Et cela signifie que la Shoah, dans le travail qu'elle propose à la mémoire, devrait s'ouvrir à autre chose que le seul souvenir de son événement fondateur. Sans quoi elle n'est rien qu'un traumatisme dont nous ne parvenons pas à nous défaire, et dont nous demeurons incapable d'apprendre. Car nous serons tout autant capable de commettre l'innommable, sous la nouvelle forme qu'il voudra bien prendre, et qui ne sera pas celle de ce que la nazisme a fait traverser à l'Occident.
La question est donc non pas de perpétuer la mémoire d’un événement traumatisant, mais d’ouvrir à ce que la condition humaine porte aussi de terreur politique et morale, et que l’Occident n’en est pas exempt, loin de là – et de cela, nous avons dans notre entourage même des gens qui peuvent en témoigner, encore à ce jour, Juifs, descendants d’esclaves, anciens colonisés, et j’en oublie sans doute.
L’essentiel ici étant que la mémoire ne serve pas à la revendication identitaire, mais à l’ouverture universelle. Mais comment faire alors même que la mémoire identitaire crie encore, ici ou là, après quelque chose au moins d’une reconnaissance. En vérité, je trouve _profondément _obscène d’attacher à un élève des Antilles française la seule mémoire d’un enfant juif – là même où dans sa généaologie il porte peut-être la déportation, les travaux forcés, le viol, l’interdiction de l’instruction, les châtiments corporels inouïs et les tortures morales de toute une population. Césaire, dans sa « Lettre sur le colonialisme », a là-dessus des mots définitifs.
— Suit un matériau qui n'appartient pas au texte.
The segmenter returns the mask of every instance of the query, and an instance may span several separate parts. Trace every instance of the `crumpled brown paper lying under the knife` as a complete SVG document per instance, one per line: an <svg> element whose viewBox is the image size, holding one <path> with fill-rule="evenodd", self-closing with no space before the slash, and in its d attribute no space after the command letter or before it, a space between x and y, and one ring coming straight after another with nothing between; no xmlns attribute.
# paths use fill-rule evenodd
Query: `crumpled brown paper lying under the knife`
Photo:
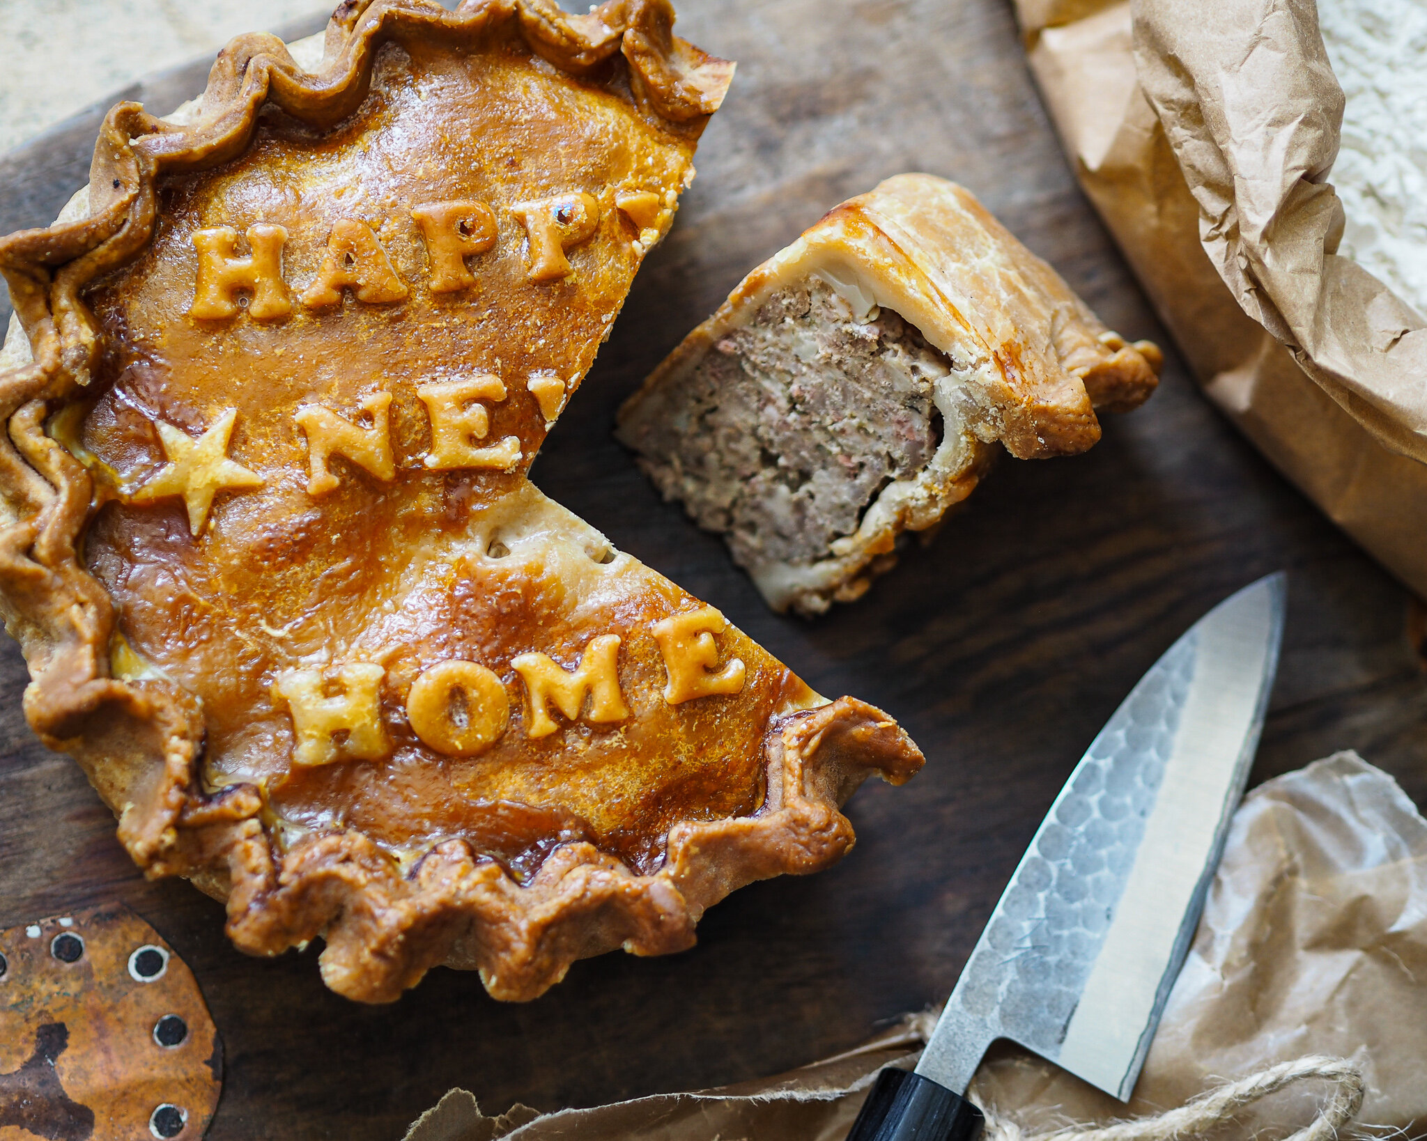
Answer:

Donc oui : un travail de la mémoire. Mais il serait bon aussi que l’on fasse travailler notre mémoire de bourreaux. Car je crains fort qu’en nous souvenons de la Shoah, nous ne nous déchargions de ce rôle sur cet autre qu’est le nazisme, minimisant notre rôle simplement derrière notre passivité à l’accepter, à l’époque.
J’apprécie que l’on travaille la mémoire sur celle des individus. Je trouve l’idée bonne, je ne crois pas qu’elle puisse être systématiquement nuisible à un enfant de 10 ans. Il faut simplement l’assouplir, en faire une des modalités du travail sur ce qui de l’humanité est vivant en chacun de nous – sur ce que nous essayons, nous, Occident, de rendre vivant en chacun d’entre nous au travers de ce travail même. Autrement dit : la Shoah oui, mais pas seulement. Autrement dit : mettre un visage – une personne – face à un autre visage, oui. Mais pas cette seule modalité.